It is known since the beginning of akaline accumulator technology that addition of sulfide as iron sulfide and in quantities of above 0.2 to 0.3% by weight, in general much more (e.g., 4 or 5%), exhibits a useful effect on the capacity density and reduces the self discharge of the iron electrode. The addition of iron sulfide, the addition of a sulfide to the electrolyte or the addition of sulphur compounds to the electrode material is described for instance, in Swedish Pat. No. 196,168 and in the German Offenlegungsschrift No. 2,206,828.
Addition of these sulfide and sulfur compounds and in these quantities has, however, not been found to eliminate the variability effect of the iron electrode discharge from the ideal described above.
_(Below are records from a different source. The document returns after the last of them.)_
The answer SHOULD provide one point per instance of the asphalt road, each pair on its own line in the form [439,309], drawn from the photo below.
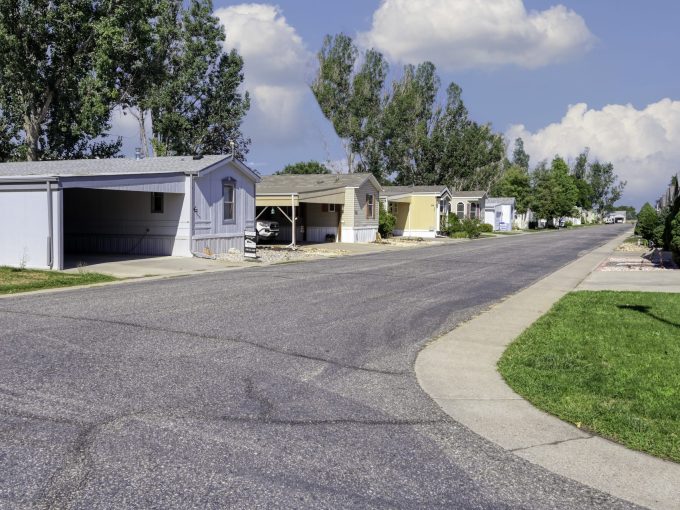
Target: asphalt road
[288,386]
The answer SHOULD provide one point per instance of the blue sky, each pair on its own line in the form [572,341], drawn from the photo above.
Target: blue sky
[562,75]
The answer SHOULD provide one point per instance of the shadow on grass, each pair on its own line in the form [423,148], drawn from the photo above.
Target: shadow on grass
[646,310]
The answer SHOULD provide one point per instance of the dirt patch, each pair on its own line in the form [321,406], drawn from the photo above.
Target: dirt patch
[273,255]
[631,257]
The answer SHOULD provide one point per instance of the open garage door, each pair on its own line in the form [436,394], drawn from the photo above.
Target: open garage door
[133,223]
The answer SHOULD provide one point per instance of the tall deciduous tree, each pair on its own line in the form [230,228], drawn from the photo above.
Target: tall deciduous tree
[304,168]
[519,155]
[51,100]
[197,108]
[408,122]
[607,188]
[516,183]
[555,193]
[350,97]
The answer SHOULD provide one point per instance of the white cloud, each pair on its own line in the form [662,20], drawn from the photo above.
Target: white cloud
[276,65]
[465,34]
[642,144]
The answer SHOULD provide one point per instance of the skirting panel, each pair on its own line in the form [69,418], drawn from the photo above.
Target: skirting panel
[122,245]
[217,245]
[318,234]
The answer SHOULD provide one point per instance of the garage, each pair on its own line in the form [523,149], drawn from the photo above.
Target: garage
[178,206]
[319,208]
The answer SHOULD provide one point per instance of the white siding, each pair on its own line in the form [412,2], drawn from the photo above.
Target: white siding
[105,221]
[211,233]
[25,230]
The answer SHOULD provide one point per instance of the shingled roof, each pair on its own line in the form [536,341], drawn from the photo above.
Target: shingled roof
[391,191]
[291,183]
[111,166]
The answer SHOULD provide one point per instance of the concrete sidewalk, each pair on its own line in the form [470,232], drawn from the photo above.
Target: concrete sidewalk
[459,372]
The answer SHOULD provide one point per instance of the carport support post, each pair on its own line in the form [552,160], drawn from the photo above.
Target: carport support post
[292,203]
[50,227]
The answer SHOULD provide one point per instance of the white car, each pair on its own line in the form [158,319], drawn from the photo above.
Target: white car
[268,230]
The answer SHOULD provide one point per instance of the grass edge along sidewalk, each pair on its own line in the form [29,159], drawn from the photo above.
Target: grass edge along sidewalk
[15,280]
[608,362]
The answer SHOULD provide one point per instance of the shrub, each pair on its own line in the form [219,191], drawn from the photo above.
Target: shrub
[386,222]
[472,228]
[453,225]
[648,221]
[458,235]
[675,238]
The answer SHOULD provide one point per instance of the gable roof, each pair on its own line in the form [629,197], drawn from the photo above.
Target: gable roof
[492,201]
[391,191]
[468,194]
[295,184]
[119,166]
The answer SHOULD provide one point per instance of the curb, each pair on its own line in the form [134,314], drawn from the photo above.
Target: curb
[459,373]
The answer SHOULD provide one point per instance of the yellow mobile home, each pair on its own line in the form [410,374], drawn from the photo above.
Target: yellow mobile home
[421,211]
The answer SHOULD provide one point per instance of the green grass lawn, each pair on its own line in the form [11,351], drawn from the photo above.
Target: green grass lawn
[608,362]
[13,280]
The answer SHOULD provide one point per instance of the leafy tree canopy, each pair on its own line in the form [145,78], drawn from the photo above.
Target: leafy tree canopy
[515,182]
[304,167]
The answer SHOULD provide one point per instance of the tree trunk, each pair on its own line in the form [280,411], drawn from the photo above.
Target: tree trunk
[142,134]
[32,129]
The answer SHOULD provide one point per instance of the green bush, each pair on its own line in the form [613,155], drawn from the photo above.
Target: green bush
[458,235]
[453,225]
[648,221]
[675,238]
[472,228]
[386,222]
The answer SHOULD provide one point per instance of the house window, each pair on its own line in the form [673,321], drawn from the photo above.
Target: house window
[157,203]
[460,210]
[228,201]
[370,210]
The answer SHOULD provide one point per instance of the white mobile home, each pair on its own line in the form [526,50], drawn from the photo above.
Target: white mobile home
[342,207]
[499,212]
[158,206]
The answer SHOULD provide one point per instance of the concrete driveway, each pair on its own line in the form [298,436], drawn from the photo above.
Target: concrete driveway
[283,386]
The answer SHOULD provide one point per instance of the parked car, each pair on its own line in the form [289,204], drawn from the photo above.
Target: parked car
[267,230]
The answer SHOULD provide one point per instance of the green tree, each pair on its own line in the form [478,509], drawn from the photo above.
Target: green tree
[605,185]
[555,193]
[465,154]
[52,102]
[674,237]
[198,107]
[516,183]
[407,122]
[132,52]
[350,97]
[519,156]
[648,221]
[304,167]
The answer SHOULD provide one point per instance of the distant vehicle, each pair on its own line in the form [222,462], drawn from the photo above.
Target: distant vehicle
[268,230]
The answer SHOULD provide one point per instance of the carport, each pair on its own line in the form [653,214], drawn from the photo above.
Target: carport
[318,208]
[130,215]
[178,205]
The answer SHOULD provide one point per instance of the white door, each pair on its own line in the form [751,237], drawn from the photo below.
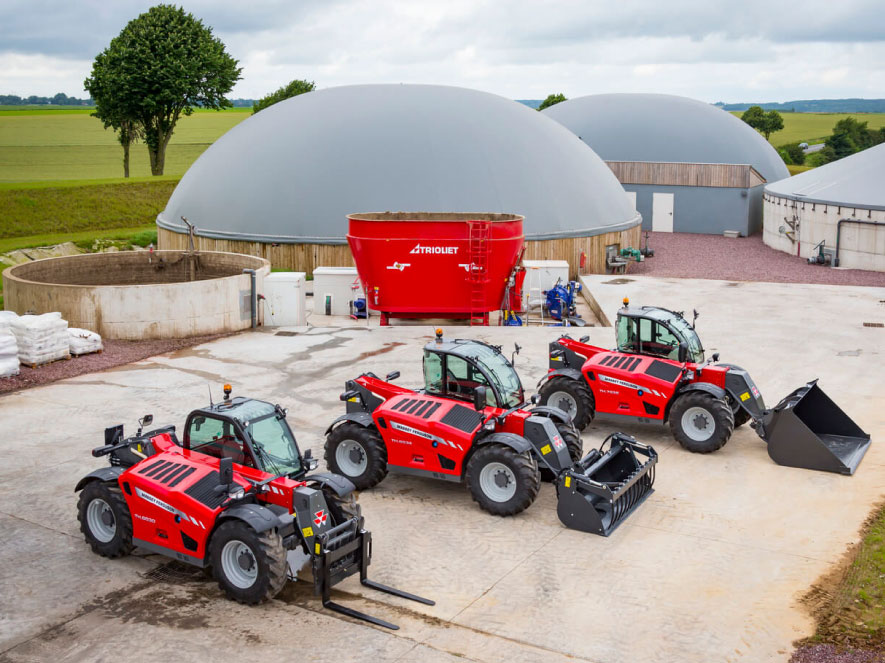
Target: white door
[662,212]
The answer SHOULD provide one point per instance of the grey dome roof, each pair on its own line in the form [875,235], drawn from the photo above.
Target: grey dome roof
[665,128]
[855,181]
[293,172]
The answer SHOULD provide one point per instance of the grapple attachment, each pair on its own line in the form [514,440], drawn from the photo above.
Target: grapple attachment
[807,429]
[602,489]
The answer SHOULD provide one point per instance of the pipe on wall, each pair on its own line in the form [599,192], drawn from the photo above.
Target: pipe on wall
[839,233]
[254,300]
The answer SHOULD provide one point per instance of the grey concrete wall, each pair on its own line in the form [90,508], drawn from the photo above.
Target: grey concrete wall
[709,210]
[136,312]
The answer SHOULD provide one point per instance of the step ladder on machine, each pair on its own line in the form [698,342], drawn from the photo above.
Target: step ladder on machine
[478,270]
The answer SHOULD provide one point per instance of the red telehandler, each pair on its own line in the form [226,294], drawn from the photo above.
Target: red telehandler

It is also known that addition of lead sulfide to zinc electrodes improves the charge efficiency of the zinc electrodes due to the influence of the lead sulfide on the hydrogen overvoltage. However, the lead sulfide addition could possibly not influence the discharge mode of the zinc electrode since zinc has only one discharge step. Furthermore, the lead sulfide could not have an influence on the electrode structure or porosity since the zinc electrode goes at least partially into solution during discharge as zincate and the structure is at least partially rebuilt during each charge and discharge cycle. Lead sulfide therefore exhibits a quite different technical effect when it is used as addition to the zinc electrode. The addition of lead sulfide to iron electrodes has not been suggested or tried before because iron sulfide exhibits about the same useful effect on the hydrogen overvoltage as such and it has therefore not been of any interest to add lead sulfide for this purpose.
It is an object of this invention to provide an iron electrode which substantially alleviates the problems of the prior art.
It is also an object of this invention to provide an iron electrode for use in a chemoelectric cell which shows a substantially uniform discharge pattern.
It is further an object of this invention to provide an improved chemoelectric cell containing an iron electrode which shows a substantially uniform discharge pattern.